The city of Vannes sits on the Morbihan Bay and I believe its name is an homage to the Veneti. But this is not where the Veneti lived. No one has ever found the site of their city, which Caesar called Venetia.
That the Veneti had a pretty large town or oppidum (a fort) is certain. So much commerce would have to be warehoused and distributed. They struck coins, indicating a pretty stable currency. They had hundreds of large ships. We know about them from The Gallic Wars, written by Caesar. He was pretty proud of the way fortune delivered the Veneti fleet to him, and how his men responded.
He sent Brutus (yup, the et-tu Brutus) up the Loire River to build dozens of Roman ships. Brutus delivered: little Roman carvels that couldn’t even ram the larger Veneti ships. But, on the day of battle, as Caesar watched from shore (tradition puts him at St. Gildas) . . .
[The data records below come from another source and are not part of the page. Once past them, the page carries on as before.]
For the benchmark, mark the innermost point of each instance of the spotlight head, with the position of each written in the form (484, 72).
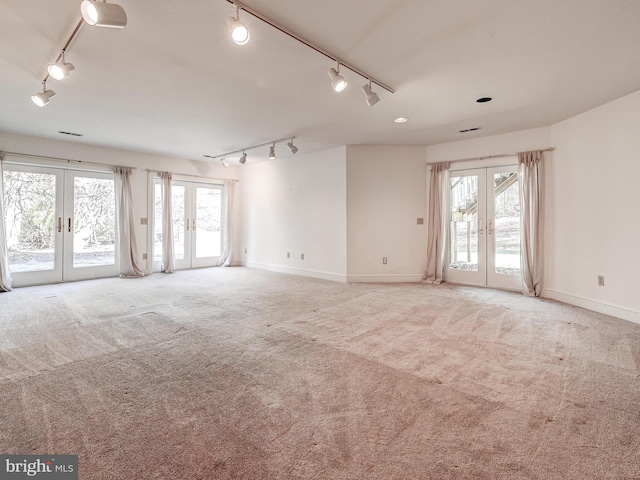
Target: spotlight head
(239, 32)
(103, 14)
(60, 70)
(42, 98)
(371, 96)
(292, 147)
(337, 81)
Our men had made ready in advance. . . sharpened hooks fixed into long poles, not unlike the kind of hooks used for pulling down walls in seiges. Using these hooks, our men seized the ropes binding the enemy yardarms to the masts and drew them tight: then our ship quickly rowed away, and the ropes broke.
The Veneti ships depended entirely on their leather sails for mobility; they didn’t have rowers. The Roman carvels disabled a few ships in this manner, but the Veneti caught on and kept their distance. Then a miracle happened:
. . . suddenly a dead calm fell, and they were unable to sail away.
No wind, no movement. One by one the great ships were surrounded and boarded. The Veneti fought hard but were slaughtered piecemeal.
All their warriors had been on those ships; there was no one left to defend the towns. Caesar executed their surviving rulers and sold all of the people into slavery.
The Romans built a city they called Darioritum, and the name Vannes came along in the 5th century. It’s got an interesting history and a Roman wall, so there’s been lots of excavations there–but nothing predating the Romans has ever been found in Vannes.
Hoards of Veneti coins have been found buried all along roads and near the coast over the past two thousand years. Once Caesar destroyed the Veneti fleet, merchants and tradesmen fled with all their wealth, hoping to escape. The one place that these coins have NOT been found is Vannes.
Because of all this, it’s clear that the city of Vannes is proven to be the one place not populated by the Veneti. Maybe the oppidum will be found one day, maybe not.